<東海第二原発 再考再稼働>(26)市民の声寄り添い判断 水戸市長・高橋靖さん(55)

2021年5月3日 07時13分
 水戸地裁が日本原子力発電(原電)に東海第二原発(東海村)の運転差し止めを命じた判決は、地震対策など事業者側の話ではなく、原発から三十キロ圏内の自治体が策定している避難計画など防災対策の不備が差し止め理由になった。
 東海第二の再稼働の際に事前了解が求められる三十キロ圏内の六市村の一首長として、判決前から「実効性ある避難計画ができなければ東海第二の再稼働は認めない」と言ってきた。それは、市民の生命財産を守るという観点からの政治判断。その政治判断が今後、普遍的な司法判断になるのかということは注視したい。
 水戸市は東海第二で事故が起きた際に、県内外の計四十自治体に避難する。
 現時点では、全自治体と協定を結び、例えるならば玄関に入るのが許可された状態。避難ルートも決まっておらず、新型コロナウイルスの感染拡大を受けて、避難所を見直す可能性もある。課題を解決しないと、実効性ある避難計画として市民に示すことはできない。
 ただ、三十キロ圏の自治体で最多の人口二十七万人を抱え、計画を策定することの難しさを肌で感じている。これほど多くの市民の生命を優先して避難させることの責任は重い。
 策定に向けて、国や県には引き続き、避難時のバスの確保などについて積極的に関与してもらいたい。県などが課題解決策を示さない限り、市としても計画は作れない。
 避難計画の不備を理由にした差し止め判決が出た以上、原発を動かしたい人たちが策定に向けて積極的に関与すべきだ。
 四月にあった六市村の首長と原電の会合で、原電に対して「どういう被害があった場合にどう避難するかの想定を示してほしい」と求めた。私たち行政ばかりが汗をかくのではなく、原電も努力しなければならない。
 安定的な電力確保や二酸化炭素(CO2)を主とする温室効果ガスの排出を削減するためには、原発に頼らなければならない部分もあり、まだまだ原発は必要と考える。ただ、東海第二については、市民理解と実効性ある避難計画がなければ動かすべきではない。
 原電は二〇二二年十二月に防潮堤などの工事を終えるとしているが、私が再稼働の是非を判断する時期は、事業者のスケジュールにこだわらず決める。
 判断するためには、原子力規制委員会による安全性の「お墨付き」があることと、実効性ある避難計画ができていること、そして「実効性があるかどうか」を市民に判断してもらうための声をいただくことが必要になる。

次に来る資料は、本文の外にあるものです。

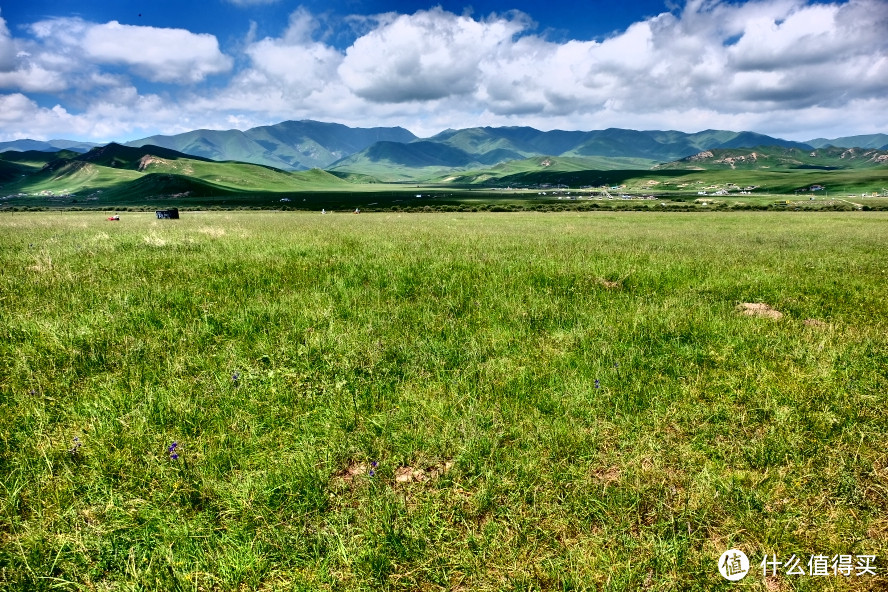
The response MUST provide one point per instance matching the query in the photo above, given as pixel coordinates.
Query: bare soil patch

 実効性ある避難計画ができて原発が動いたとしても、事故があったら逃げなければならない。逃げるということは、生活を失うこと。実効性ある避難計画はできるかもしれないが、市民から逃げることについて「ノー」と言われた時は、市民に寄り添って判断しなければならない。アンケートを実施し、できるだけ多くの市民の声を把握したい。 (聞き手・松村真一郎)
<たかはし・やすし> 1965年、水戸市生まれ。明治大大学院政治経済学研究科修士課程を修了した後、鳩山邦夫衆院議員の秘書や水戸市議3期、県議2期を経て、2011年の市長選で初当選した。現在3期目。